Ian MadsenThe state of Oregon recently became the latest devotee of a variation of congestion fees. The system falls short, even if the goal is worthy.

It’s a sort of tax on road use more commonly directed at motorists and commercial vehicle drivers who access the central area of a city. Those drivers presumably add to traffic congestion, and increase commuting times, air pollution and greenhouse gas emissions.

This plan has attracted a fair bit of attention, and a version is being studied in various Canadian cities, particularly Metro Vancouver as it struggles to pay for new bridges.

The Oregon plan is for electric vehicles – EVs – and high-fuel-economy vehicles such as hybrids and compact, or ‘smart’, cars to be registered for an alternative tax to the fuel tax. These vehicles pay little or no fuel tax. So this is principally a way to induce those motorists and commercial vehicle operators to help finance road maintenance and construction – as well as bike lanes, paths and public transit – which they would not otherwise directly support.

As most of these vehicles are in and around metropolitan Portland, the state’s largest city, it’s effectively a congestion charge. Commuters generally have shorter drives than those who live and work in more suburban or rural areas.

Devices connected to their vehicles will calculate their mileage and they will pay a per-mile tax.

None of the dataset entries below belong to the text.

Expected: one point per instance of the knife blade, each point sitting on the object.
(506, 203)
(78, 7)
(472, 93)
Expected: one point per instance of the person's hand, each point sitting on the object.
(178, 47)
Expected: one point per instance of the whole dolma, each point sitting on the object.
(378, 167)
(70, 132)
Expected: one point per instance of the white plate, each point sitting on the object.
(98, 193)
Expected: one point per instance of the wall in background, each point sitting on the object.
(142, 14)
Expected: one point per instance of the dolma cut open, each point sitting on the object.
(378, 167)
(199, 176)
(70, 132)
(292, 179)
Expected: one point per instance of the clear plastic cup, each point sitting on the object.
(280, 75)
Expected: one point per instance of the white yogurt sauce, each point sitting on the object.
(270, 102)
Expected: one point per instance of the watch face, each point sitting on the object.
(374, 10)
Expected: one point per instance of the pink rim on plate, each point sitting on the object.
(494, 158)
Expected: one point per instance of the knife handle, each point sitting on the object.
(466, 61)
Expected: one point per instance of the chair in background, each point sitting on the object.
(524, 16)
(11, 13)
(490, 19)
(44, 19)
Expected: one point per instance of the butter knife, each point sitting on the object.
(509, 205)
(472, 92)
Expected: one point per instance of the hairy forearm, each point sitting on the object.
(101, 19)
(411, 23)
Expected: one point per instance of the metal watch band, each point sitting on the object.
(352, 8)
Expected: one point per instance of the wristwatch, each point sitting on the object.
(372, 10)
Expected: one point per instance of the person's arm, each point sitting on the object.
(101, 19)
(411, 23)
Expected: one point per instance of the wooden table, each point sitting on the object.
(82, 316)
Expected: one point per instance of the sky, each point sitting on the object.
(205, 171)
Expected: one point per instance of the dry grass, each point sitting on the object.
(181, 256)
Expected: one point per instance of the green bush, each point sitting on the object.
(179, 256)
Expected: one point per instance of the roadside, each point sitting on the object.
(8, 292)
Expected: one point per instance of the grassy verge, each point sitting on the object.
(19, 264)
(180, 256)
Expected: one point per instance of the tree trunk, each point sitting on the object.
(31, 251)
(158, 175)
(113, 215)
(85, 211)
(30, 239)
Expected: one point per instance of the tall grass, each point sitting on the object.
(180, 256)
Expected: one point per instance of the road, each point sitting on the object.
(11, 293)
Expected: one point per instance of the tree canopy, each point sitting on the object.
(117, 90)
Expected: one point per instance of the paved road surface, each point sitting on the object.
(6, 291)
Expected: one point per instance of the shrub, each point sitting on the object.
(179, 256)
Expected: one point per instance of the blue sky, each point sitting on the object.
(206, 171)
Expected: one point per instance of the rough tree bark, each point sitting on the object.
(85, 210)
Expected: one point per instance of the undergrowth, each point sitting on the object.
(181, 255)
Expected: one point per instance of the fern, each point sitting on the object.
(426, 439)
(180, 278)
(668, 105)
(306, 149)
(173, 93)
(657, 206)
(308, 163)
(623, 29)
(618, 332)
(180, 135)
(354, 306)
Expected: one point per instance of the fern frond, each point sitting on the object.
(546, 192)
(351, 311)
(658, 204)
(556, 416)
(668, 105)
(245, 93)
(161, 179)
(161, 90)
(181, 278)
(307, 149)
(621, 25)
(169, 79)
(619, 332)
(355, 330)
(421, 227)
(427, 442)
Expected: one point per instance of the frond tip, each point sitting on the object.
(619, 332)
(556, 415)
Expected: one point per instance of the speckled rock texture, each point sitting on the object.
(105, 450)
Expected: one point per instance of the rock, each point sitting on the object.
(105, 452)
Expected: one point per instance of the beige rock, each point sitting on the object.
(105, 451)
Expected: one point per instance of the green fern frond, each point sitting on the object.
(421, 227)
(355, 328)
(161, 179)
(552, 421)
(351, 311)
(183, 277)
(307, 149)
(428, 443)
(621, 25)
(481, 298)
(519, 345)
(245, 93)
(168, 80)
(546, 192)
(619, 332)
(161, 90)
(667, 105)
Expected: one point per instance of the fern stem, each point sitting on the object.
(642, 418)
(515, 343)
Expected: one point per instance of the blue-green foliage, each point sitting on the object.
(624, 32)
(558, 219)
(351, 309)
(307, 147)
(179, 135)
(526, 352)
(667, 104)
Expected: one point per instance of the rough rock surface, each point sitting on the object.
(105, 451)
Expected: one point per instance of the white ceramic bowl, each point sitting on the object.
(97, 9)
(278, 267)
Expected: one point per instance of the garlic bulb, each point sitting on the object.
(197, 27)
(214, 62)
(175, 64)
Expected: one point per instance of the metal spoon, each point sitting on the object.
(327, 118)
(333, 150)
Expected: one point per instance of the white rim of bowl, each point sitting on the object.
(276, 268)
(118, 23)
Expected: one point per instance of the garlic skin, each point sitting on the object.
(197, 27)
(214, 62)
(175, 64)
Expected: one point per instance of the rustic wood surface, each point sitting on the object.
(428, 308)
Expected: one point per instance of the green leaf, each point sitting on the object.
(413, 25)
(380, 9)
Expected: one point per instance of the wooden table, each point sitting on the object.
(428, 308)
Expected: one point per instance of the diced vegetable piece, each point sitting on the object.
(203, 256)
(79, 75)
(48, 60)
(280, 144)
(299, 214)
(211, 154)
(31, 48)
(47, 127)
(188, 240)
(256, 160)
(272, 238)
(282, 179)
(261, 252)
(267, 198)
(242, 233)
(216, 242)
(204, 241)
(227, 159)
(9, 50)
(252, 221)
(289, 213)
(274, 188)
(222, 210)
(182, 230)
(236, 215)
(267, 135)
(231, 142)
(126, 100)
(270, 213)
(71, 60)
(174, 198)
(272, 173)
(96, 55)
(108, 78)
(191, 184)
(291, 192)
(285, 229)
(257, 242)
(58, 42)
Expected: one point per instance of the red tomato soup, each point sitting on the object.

And if they don’t enrol, they pay a much higher registration fee for their vehicle.

This is a novel variation on toll roads. Tolls or user fees can make sense as a way to directly charge those using a piece of infrastructure. After all, they’re the ones deriving a direct benefit and contributing to the wear on and depreciation of that infrastructure.

However, there are drawbacks.

The fees commercial operators pay would drive up the cost of delivering goods to businesses and consumers, and to institutions such as schools, colleges, hospitals, clinics and government agencies.

Certainly, fuel taxes would be continue to be raised for drivers of conventional vehicles.

And commuters using EVs or low-emission vehicles may receive a net benefit from the plan, but they’re not the only low-emission vehicle drivers affected.

Many commercial operators now use low-emission vehicles or EVs. They will be penalized, whichever way this sort of plan is applied, since they drive far more in a day than commuters typically do – often hundreds of kilometres. Their extra costs will be passed on to other businesses and, ultimately, consumers.

This is a plan that could have merit if the ramifications and consequences are fully explored and costed. But minimizing this effective double taxation is vital.

A congestion charge for vehicles entering the city centre was pioneered in London, England. It was considered a success in lowering traffic levels and pollution; increasing average vehicle speed, including buses, thus reducing commuter times; and raising needed funds for traffic signal and network improvements, road redesign and repair, and public transit improvements.

Other cities, like Stockholm and Singapore, have followed with similar positive results. New York City just adopted a version of the plan – with much opposition – mainly as a way to pay for expensive subway upgrades.

Another approach, hated by motorists, is to reduce or eliminate roadside or metered parking, or establish escalating meter fees.

In European cities, central or historic areas often ban private passenger vehicles. This doesn’t work as well in North America, with its more sprawling, decentralized, and automobile-oriented, designed and structured cities.

There are no perfect solutions to funding road, bridge or tunnel construction, or public transit systems.

Oregon may have created a way to fund future transportation links. But it remains imperfect and inequitable. More work needs to be done to create an equitable way for transportation infrastructure to be funded.

Ian Madsen is a senior policy analyst with the Frontier Centre for Public Policy.